California’s budget deficit could reach nearly $28 billion over the next two years unless drastic steps – including raising new taxes – are taken to stem the fiscal bleeding, the nonpartisan legislative analyst’s office said Tuesday.
Calling it a “monumental problem,” Legislative Analyst Mac Taylor said the state faces several challenges coming off a difficult budget year, with revenue continuing to falter this year and an economic recovery unlikely in the near future.
Without bold fixes, the state will have budget gaps of about $22 billion a year through 2014, the analyst said: The budget deficit is so deep that simply cutting spending won’t work without devastating funding to key programs such as education and health care.
“It is true, this is the last moment to raise taxes (when the economy is struggling), but you really don’t have a choice,” Taylor said.
The legislative analyst didn’t offer a complete tax package but suggested that lawmakers consider raising the state income tax by 5 percent and increasing the vehicle license fee from 0.65 percent to 1 percent of the vehicle’s value.
Democratic lawmakers have been arguing for new taxes and GOP Gov. Arnold Schwarzenegger this summer reversed his own stance, saying taxes must be part of the budget solution. But Republican lawmakers remained adamant Tuesday about their no-taxes position.
“We have an economic problem that has severely compromised our tax revenue,” said Assemblyman Roger Niello, R-Fair Oaks (Sacramento County), vice chairman of the Assembly Budget Committee. “To immediately talk about increasing tax rates and pile additional burden on an economy that’s struggling to be productive is unproductive.”
The $27.8 billion budget deficit projected by the legislative analyst’s office is larger than the estimated $24 billion revenue shortfall that Schwarzenegger announced last week in calling a special legislative session. The governor’s estimate did not include potential increases in expenses.
Additional expenses include increasing numbers of people enrolled in health and social services, which is typical in tough economic times, to additional firefighting costs, according to a 28-page report Taylor released Tuesday.
The state will also likely have to pony up an additional $1.5 billion for local governments, which are expected to see sharp reductions in property tax receipts as a result of the rapid decline in the state’s housing market, the report said.
Assembly Speaker Karen Bass, D-Baldwin Vista (Los Angeles County), called the state’s looming deficit “shocking,” adding that the federal government should help bail out states like California that face dire fiscal straits.
“We can’t let one of the world’s largest economies go over the cliff,” she said.

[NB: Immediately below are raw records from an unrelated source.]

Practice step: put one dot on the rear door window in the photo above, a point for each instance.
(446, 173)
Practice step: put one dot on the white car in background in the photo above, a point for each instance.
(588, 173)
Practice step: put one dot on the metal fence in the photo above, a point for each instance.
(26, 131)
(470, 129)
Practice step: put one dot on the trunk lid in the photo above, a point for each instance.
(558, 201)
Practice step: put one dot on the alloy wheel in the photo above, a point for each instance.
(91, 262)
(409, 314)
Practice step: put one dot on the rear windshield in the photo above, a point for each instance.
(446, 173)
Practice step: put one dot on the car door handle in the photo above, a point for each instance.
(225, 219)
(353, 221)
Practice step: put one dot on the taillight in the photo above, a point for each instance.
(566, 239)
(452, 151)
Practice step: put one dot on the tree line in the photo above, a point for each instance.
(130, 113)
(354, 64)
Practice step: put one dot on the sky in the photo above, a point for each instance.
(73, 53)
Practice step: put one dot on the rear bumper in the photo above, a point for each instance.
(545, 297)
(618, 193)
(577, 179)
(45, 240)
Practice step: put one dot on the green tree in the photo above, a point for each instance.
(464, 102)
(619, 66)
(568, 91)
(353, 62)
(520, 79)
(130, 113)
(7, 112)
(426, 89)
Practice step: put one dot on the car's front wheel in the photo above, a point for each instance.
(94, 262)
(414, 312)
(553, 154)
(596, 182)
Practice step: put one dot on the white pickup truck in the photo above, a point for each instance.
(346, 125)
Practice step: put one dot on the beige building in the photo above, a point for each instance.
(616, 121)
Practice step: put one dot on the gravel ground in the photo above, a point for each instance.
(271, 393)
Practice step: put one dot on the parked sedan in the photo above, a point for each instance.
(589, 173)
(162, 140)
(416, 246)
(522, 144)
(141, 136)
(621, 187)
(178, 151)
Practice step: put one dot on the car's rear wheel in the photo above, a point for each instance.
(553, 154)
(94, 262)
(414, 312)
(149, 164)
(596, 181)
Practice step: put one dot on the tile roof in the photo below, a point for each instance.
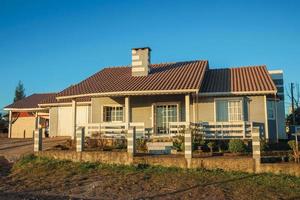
(242, 79)
(167, 76)
(31, 101)
(52, 100)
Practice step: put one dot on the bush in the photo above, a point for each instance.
(178, 143)
(236, 146)
(264, 145)
(292, 144)
(211, 146)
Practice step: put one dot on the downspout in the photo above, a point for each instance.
(276, 118)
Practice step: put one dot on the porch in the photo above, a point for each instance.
(208, 130)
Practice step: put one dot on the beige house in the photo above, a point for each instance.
(25, 116)
(162, 99)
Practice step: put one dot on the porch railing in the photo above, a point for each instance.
(114, 129)
(215, 130)
(209, 130)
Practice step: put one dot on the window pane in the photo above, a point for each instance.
(222, 111)
(111, 114)
(235, 110)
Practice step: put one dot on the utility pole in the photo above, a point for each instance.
(293, 105)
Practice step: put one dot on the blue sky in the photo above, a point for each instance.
(49, 45)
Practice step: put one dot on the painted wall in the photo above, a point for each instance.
(64, 127)
(140, 107)
(53, 122)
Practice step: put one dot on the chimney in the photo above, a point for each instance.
(140, 61)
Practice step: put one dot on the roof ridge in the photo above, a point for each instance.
(239, 67)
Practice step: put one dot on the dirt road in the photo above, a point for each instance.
(12, 149)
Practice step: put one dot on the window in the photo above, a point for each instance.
(164, 115)
(113, 113)
(229, 110)
(271, 110)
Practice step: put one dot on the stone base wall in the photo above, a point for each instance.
(241, 164)
(292, 169)
(108, 157)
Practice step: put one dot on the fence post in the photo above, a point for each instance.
(131, 140)
(80, 139)
(188, 146)
(256, 147)
(38, 140)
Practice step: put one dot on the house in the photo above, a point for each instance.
(25, 116)
(164, 98)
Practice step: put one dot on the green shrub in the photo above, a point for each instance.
(236, 146)
(264, 145)
(141, 145)
(292, 144)
(178, 143)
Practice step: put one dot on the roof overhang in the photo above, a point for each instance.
(130, 93)
(63, 104)
(25, 109)
(272, 92)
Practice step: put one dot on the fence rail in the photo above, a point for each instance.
(112, 129)
(209, 130)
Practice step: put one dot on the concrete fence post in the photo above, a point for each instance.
(80, 139)
(188, 146)
(131, 134)
(38, 140)
(256, 147)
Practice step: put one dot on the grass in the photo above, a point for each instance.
(31, 170)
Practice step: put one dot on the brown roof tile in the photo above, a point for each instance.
(31, 101)
(168, 76)
(242, 79)
(52, 100)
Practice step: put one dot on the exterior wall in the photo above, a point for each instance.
(254, 106)
(21, 125)
(54, 119)
(97, 104)
(53, 122)
(281, 120)
(140, 107)
(257, 109)
(205, 109)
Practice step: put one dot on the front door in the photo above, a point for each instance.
(164, 115)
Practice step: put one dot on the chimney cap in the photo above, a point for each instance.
(142, 48)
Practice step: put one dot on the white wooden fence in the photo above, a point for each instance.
(209, 130)
(114, 129)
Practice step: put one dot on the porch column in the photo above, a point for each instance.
(256, 147)
(9, 123)
(188, 146)
(74, 108)
(127, 110)
(38, 137)
(187, 108)
(80, 139)
(131, 141)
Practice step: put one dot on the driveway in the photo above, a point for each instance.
(12, 149)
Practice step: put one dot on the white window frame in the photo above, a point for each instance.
(153, 107)
(240, 99)
(113, 106)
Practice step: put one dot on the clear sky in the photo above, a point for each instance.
(49, 45)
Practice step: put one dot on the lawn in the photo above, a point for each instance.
(42, 178)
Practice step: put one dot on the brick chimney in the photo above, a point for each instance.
(140, 61)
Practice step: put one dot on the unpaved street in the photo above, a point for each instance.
(12, 149)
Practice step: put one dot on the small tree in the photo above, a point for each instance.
(211, 146)
(19, 92)
(236, 146)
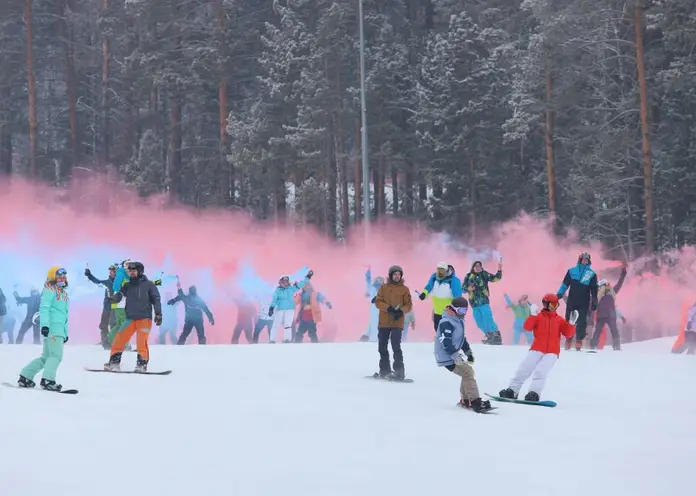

Aaron McLear, a spokesman for Schwarzenegger, said the legislative analyst’s office’s report underscores the seriousness of the governor’s assessment of the state’s financial woes.
“We have a serious problem that needs to be addressed immediately, and the right approach is a balanced approach of both cuts and taxes,” McLear said.
With the economy in a tailspin, Schwarzenegger last week warned that the state’s revenue could shrink by $11 billion in the current fiscal year, which ends June 30, followed by $13 billion more the following year.
He issued an executive order calling for a special legislative session and proposed a combination of taxes, including a temporary 1 1/2-cent increase in the sales tax and a severance tax on oil production. The governor also proposed billions of dollars in cuts to education, health care and funds for the poor.
The Legislature has until the end of the month to negotiate a compromise package before newly elected lawmakers begin their terms on Dec. 1. Bass said the state Assembly plans to hold a committee hearing Friday on Schwarzenegger’s package of proposals to fix the budget as well as the legislative analyst’s own assessments and suggestions.